Und an die Vertreterinnen und Vertreter aller demokratischen Parteien gewandt beendet sie ihre Rede mit einem Appell: „Wir brauchen Sie. Wir unterstützen Sie, eine lösungsorientierte und krisenfeste Politik umzusetzen - mit offenen Augen und einem hörenden Herz für die Bürgerinnen und Bürger! Lassen sie uns auch gemeinsam dafür Sorge tragen, dass alle, die auf der Kippe stehen, die Möglichkeit haben, in die demokratische Mitte zurückzukehren.“
Traurig und fassungslos
Viele Katholik:innen aus Rottweil und Umgebung hatten sich auf den Weg zum Festplatz neben der Stadthalle gemacht, um ebenfalls Flagge gegen den AfD-Parteitag zu zeigen.
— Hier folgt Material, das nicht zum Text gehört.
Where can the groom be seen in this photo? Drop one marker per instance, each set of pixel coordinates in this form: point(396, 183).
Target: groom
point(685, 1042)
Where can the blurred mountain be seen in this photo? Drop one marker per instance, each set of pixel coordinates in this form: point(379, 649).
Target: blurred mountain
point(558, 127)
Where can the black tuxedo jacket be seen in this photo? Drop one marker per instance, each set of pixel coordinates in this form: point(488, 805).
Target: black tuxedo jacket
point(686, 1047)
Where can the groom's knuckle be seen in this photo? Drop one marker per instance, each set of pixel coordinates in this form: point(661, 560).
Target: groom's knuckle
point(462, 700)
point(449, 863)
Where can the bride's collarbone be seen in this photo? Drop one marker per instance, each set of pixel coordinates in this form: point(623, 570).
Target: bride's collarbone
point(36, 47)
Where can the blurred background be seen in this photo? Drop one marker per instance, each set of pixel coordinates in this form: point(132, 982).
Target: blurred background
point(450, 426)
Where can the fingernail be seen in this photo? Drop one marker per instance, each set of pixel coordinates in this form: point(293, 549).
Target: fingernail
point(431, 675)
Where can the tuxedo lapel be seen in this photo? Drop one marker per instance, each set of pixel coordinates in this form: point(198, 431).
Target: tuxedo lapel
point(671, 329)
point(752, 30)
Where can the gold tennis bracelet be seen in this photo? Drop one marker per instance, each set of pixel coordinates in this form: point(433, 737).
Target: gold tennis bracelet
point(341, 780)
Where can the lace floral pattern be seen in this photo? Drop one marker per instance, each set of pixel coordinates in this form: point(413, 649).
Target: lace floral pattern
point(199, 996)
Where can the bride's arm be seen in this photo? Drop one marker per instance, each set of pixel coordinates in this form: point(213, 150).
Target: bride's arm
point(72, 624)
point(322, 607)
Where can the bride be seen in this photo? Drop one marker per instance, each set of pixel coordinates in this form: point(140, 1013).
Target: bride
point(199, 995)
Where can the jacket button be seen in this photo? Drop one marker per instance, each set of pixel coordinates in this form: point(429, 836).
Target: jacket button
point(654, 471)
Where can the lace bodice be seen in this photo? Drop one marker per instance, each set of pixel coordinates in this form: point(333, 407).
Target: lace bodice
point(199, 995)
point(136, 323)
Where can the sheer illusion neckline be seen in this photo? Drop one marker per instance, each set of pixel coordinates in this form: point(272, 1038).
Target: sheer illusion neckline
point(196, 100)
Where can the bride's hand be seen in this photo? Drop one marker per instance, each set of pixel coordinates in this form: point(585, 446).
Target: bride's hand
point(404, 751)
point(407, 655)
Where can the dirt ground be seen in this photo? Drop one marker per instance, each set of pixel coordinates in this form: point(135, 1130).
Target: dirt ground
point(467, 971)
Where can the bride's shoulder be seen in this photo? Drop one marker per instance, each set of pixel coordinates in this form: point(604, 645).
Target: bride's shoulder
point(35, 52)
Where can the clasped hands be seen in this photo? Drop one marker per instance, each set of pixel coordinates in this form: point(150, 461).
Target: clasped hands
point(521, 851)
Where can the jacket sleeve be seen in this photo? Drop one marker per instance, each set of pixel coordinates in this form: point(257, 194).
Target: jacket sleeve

Für Timo Weber, leitender Pfarrer der Seelsorgeeinheit Rottweil-Hausen-Neukirch, ist die Kooperation mit den Organisatorinn:en des Protests dabei eine, wie er sagt, "Selbstverständlichkeit". „Ich danke allen, die heute hier stehen“, sagt er und mit Blick auf die jüngste Positionierung der deutschen Bischöfe gegen die AfD hält er fest: „Ich finde es richtig und gut, wenn wir als Kirche politisch sind und das Wort ergreifen, wenn es gegen die christlichen Grundwerte geht.“ Die Deutsche Bischofskonferenz helfe damit auch den Geistlichen vor Ort. Wie viele andere Teilnehmer:innen der Kundgebung an diesem Vormittag zeigt er sich – nicht zuletzt auch mit Blick auf das im November bekannt gewordene Geheimtreffen von AfD-Politikern mit Rechtsextremen bei Potsdam – traurig und fassungslos darüber, wie hart und aggressiv der Ton im Land geworden ist. Ein Zeichen ist es für ihn als Pfarrer auch, wie viele Gemeindemitglieder mit vor Ort sind.
Zweitägiges Kulturfest
Melina Knapp und Ludwig Karras von der katholischen Jugend Rottweil stimmen überein: „Ein Christ kann die AfD nicht wählen.“ Sehr gut finden beide die Erklärung der deutschen Bischöfe, dass völkischer Nationalismus und Christentum unvereinbar sind. Mit vor Ort sind auch Elias Mink und Jakob Kuhn. Die beiden Ministranten aus „Auferstehung Christi“ glauben, dass mit „Rottweil bleibt bunt und vielfältig“ ein Zeichen gesetzt wurde, dass die meisten Menschen in der Stadt gegen den Parteitag vor Ort sind. „Unsere Werte sind anders und deswegen konnte diese Veranstaltung nicht unkommentiert bleiben.“ Sehr schön findet Jakob Kuhn dabei, dass es den Rottweilern mit dem zweitägigen Kulturfest am Samstag und Sonntag zudem gelang, etwas Schönes auf die Beine zu stellen, das ganz im Gegensatz zum AfD-Landesparteitag steht.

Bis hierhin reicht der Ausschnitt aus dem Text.